S44.基于定时周期对应的在线机型数量和当前部件故障率,获取部件预警等级,基于部件预警等级进行等级预警响应。
其中,部件预警等级是服务器预设的基于当前部件故障率分别划分的不同的安全性等级,用于基于不同的安全性等级启动不同的预警响应行为,每一预警响应行为即为等级预警响应,举例如下:
机型预警等级:一级预警等级、二级预警等级、三级预警等级。
等级预警响应:对于一级预警等级,即刻进行维护。
对于二级预警等级,可在预设二级周期响应时间每日晚8点进行维护。
对于三级预警等级,可在预设三级周期响应时间每周五晚8点进行维护。
步骤S44中,服务器设定基于不同的当前部件故障率对应不同的机型预警等级,以及不同的等级预警响应,可采取灵活的等级预警响应对机器部件进行维护,利于对于紧要的机器部件问题进行及时维护,对于次要的机器部件问题按预设时间进行集中维护,可有效保障机器的正常运行,减少因维护耽误运行时间。
步骤S41至S44中,服务器可根据在线机型数据表和机型维护记录表及时获取在线机型 数量、同一机型对应的问题机型数量和同一部件类型对应的问题部件数量,避免人工进行筛选计算,便捷准确。服务器根据预设公式可快速获取当前机型故障率和当前部件故障率,为后续基于当前机型故障率和当前部件故障率判定机型预警等级准备数据基础。服务器设定基于不同的当前机型故障率对应不同的机型预警等级,以及不同的等级预警响应,可采取灵活的等级预警响应对机器进行维护,利于对于紧要的机器问题进行及时维护,对于次要的机器问题按预设时间进行集中维护,可有效保障机器的正常运行,减少因维护耽误运行时间。服务器设定基于不同的当前部件故障率对应不同的机型预警等级,以及不同的等级预警响应,可采取灵活的等级预警响应对机器部件进行维护,利于对于紧要的机器部件问题进行及时维护,对于次要的机器部件问题按预设时间进行集中维护,可有效保障机器的正常运行,减少因维护耽误运行时间。
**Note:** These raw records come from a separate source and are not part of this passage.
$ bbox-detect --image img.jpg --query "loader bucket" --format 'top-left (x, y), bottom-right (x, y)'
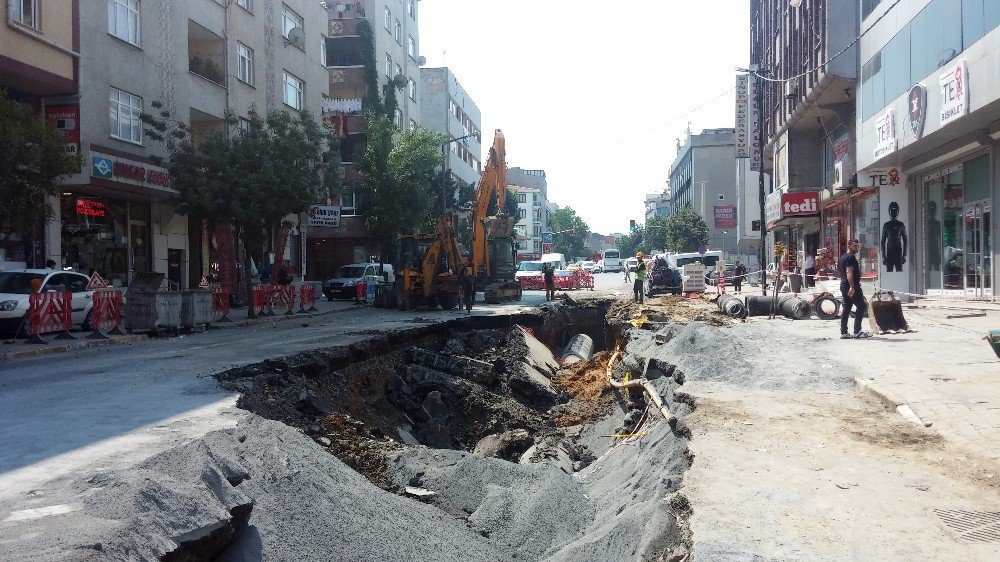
top-left (868, 292), bottom-right (911, 334)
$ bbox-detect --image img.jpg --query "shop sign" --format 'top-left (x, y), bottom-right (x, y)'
top-left (76, 199), bottom-right (107, 214)
top-left (906, 84), bottom-right (927, 139)
top-left (715, 205), bottom-right (736, 228)
top-left (938, 59), bottom-right (969, 126)
top-left (736, 74), bottom-right (750, 158)
top-left (781, 191), bottom-right (819, 218)
top-left (764, 191), bottom-right (781, 223)
top-left (875, 109), bottom-right (896, 160)
top-left (90, 152), bottom-right (170, 187)
top-left (309, 205), bottom-right (340, 228)
top-left (858, 168), bottom-right (902, 187)
top-left (45, 104), bottom-right (80, 154)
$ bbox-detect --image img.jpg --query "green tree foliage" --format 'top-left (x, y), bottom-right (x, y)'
top-left (664, 205), bottom-right (708, 252)
top-left (358, 112), bottom-right (443, 258)
top-left (141, 102), bottom-right (340, 317)
top-left (549, 207), bottom-right (590, 259)
top-left (0, 90), bottom-right (80, 265)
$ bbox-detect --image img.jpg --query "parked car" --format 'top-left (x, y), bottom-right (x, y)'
top-left (0, 269), bottom-right (94, 337)
top-left (323, 263), bottom-right (396, 301)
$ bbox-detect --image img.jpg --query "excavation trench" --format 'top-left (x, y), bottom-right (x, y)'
top-left (218, 300), bottom-right (691, 560)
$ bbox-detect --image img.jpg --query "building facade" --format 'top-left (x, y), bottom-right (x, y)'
top-left (0, 0), bottom-right (80, 269)
top-left (667, 128), bottom-right (737, 254)
top-left (856, 0), bottom-right (1000, 299)
top-left (750, 0), bottom-right (860, 276)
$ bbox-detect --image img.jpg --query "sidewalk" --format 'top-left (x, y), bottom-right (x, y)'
top-left (0, 296), bottom-right (367, 363)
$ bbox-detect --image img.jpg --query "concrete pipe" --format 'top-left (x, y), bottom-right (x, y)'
top-left (561, 334), bottom-right (594, 365)
top-left (717, 295), bottom-right (747, 318)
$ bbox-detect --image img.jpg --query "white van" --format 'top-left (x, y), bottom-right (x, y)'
top-left (542, 254), bottom-right (566, 269)
top-left (323, 263), bottom-right (396, 301)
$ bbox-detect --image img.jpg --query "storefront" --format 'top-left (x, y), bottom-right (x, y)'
top-left (918, 153), bottom-right (993, 297)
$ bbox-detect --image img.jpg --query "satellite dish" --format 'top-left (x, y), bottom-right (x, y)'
top-left (286, 27), bottom-right (306, 49)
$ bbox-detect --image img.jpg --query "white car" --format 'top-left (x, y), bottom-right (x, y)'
top-left (0, 269), bottom-right (94, 336)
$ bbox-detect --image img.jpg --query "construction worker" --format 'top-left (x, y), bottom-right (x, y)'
top-left (632, 252), bottom-right (646, 304)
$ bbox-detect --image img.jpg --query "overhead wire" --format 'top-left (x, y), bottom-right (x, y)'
top-left (750, 0), bottom-right (903, 82)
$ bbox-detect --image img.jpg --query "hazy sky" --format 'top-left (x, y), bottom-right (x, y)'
top-left (419, 0), bottom-right (750, 234)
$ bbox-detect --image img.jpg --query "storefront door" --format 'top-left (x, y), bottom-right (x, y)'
top-left (962, 201), bottom-right (993, 297)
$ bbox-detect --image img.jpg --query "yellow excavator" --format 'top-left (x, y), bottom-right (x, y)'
top-left (469, 129), bottom-right (521, 303)
top-left (395, 216), bottom-right (464, 310)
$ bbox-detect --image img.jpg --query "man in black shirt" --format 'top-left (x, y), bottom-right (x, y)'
top-left (837, 239), bottom-right (871, 339)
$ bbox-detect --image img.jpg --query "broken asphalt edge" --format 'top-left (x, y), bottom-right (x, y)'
top-left (854, 377), bottom-right (932, 427)
top-left (0, 307), bottom-right (364, 363)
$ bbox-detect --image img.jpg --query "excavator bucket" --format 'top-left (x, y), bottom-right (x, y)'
top-left (868, 291), bottom-right (911, 334)
top-left (483, 211), bottom-right (515, 238)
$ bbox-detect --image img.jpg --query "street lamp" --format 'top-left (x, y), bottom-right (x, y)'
top-left (441, 133), bottom-right (476, 215)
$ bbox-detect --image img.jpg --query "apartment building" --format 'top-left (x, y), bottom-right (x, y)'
top-left (25, 0), bottom-right (327, 288)
top-left (669, 128), bottom-right (737, 253)
top-left (308, 0), bottom-right (425, 279)
top-left (0, 0), bottom-right (80, 269)
top-left (856, 0), bottom-right (1000, 299)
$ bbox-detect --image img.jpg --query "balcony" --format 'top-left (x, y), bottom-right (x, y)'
top-left (188, 20), bottom-right (226, 87)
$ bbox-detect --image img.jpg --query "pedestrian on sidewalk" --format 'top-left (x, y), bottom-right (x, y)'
top-left (458, 267), bottom-right (476, 315)
top-left (803, 252), bottom-right (816, 287)
top-left (733, 260), bottom-right (747, 294)
top-left (544, 264), bottom-right (556, 301)
top-left (632, 252), bottom-right (646, 304)
top-left (837, 238), bottom-right (872, 339)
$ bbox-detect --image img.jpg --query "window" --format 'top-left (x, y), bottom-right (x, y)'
top-left (284, 71), bottom-right (304, 109)
top-left (10, 0), bottom-right (39, 29)
top-left (108, 0), bottom-right (139, 46)
top-left (281, 5), bottom-right (305, 39)
top-left (110, 88), bottom-right (142, 144)
top-left (236, 42), bottom-right (253, 86)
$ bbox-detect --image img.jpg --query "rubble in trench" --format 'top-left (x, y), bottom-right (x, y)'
top-left (207, 297), bottom-right (726, 559)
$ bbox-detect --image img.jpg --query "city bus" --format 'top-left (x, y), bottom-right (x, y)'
top-left (601, 248), bottom-right (622, 273)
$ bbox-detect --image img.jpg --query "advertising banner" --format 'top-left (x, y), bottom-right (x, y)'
top-left (715, 205), bottom-right (736, 228)
top-left (877, 170), bottom-right (912, 294)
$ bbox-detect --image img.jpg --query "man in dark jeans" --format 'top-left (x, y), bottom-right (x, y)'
top-left (837, 239), bottom-right (872, 339)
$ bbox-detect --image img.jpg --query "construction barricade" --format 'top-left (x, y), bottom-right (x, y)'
top-left (299, 284), bottom-right (317, 314)
top-left (87, 288), bottom-right (125, 340)
top-left (28, 291), bottom-right (76, 343)
top-left (212, 287), bottom-right (232, 322)
top-left (269, 285), bottom-right (295, 316)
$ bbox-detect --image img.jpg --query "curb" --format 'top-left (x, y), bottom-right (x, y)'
top-left (854, 377), bottom-right (933, 427)
top-left (0, 334), bottom-right (149, 363)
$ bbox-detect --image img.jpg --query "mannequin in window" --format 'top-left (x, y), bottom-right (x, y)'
top-left (881, 201), bottom-right (907, 271)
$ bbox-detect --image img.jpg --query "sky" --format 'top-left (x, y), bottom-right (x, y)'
top-left (419, 0), bottom-right (750, 234)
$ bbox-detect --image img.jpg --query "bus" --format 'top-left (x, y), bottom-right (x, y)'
top-left (601, 248), bottom-right (622, 273)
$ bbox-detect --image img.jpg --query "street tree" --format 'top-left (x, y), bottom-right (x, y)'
top-left (0, 90), bottom-right (80, 265)
top-left (141, 102), bottom-right (340, 318)
top-left (664, 205), bottom-right (708, 252)
top-left (549, 207), bottom-right (590, 258)
top-left (358, 112), bottom-right (444, 260)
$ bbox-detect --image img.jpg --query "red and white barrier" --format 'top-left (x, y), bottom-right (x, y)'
top-left (212, 287), bottom-right (232, 322)
top-left (28, 291), bottom-right (76, 343)
top-left (87, 288), bottom-right (125, 340)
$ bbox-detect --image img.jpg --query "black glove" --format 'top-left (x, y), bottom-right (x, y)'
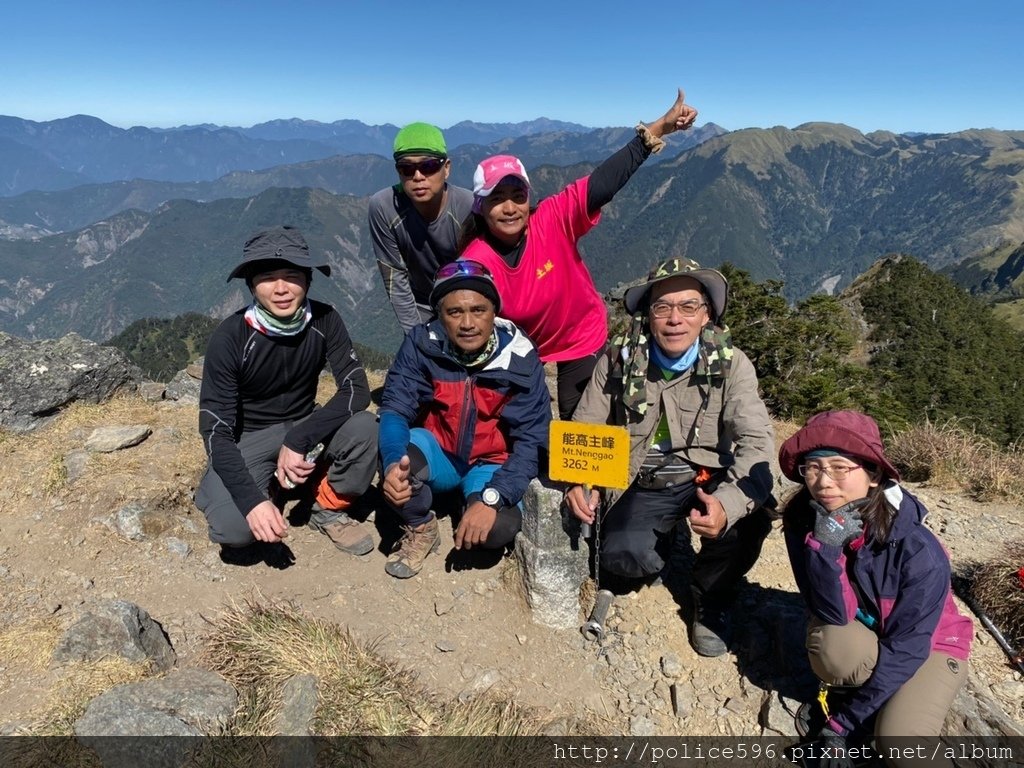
top-left (815, 725), bottom-right (853, 768)
top-left (811, 500), bottom-right (864, 547)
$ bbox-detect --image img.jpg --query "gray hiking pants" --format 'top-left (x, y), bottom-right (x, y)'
top-left (807, 618), bottom-right (968, 766)
top-left (196, 411), bottom-right (377, 547)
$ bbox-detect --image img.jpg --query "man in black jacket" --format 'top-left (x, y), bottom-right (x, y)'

在一实施例中,如图4所示,在步骤S43中,即基于定时周期对应的在线机型数量和当前机型故障率,获取机型预警等级,基于机型预警等级进行等级预警响应,具体包括如下步骤:
S431.若定时周期内的在线机型数量大于预设对比数量,且当前机型故障率大于预设第一故障率,则获取一级机型预警,基于一级机型预警进行一级预警响应。
其中,预设对比数量是根据实际应用场景而预设的对比数量,此处不作具体限定,同理可得预设第一故障率。
一级机型预警是根据时间应用场景设定的预警紧急程度的提示,于本实施例,可将级数越大的预警设定为越紧急的事件。由此可得,一级预警响应是与一级机型预警对应的响应方式,具体可包括对应的各种响应措施等。
S432.若定时周期内的在线机型数量不大于预设对比数量,且当前机型故障率大于预设第一故障率,则获取前期机型故障率。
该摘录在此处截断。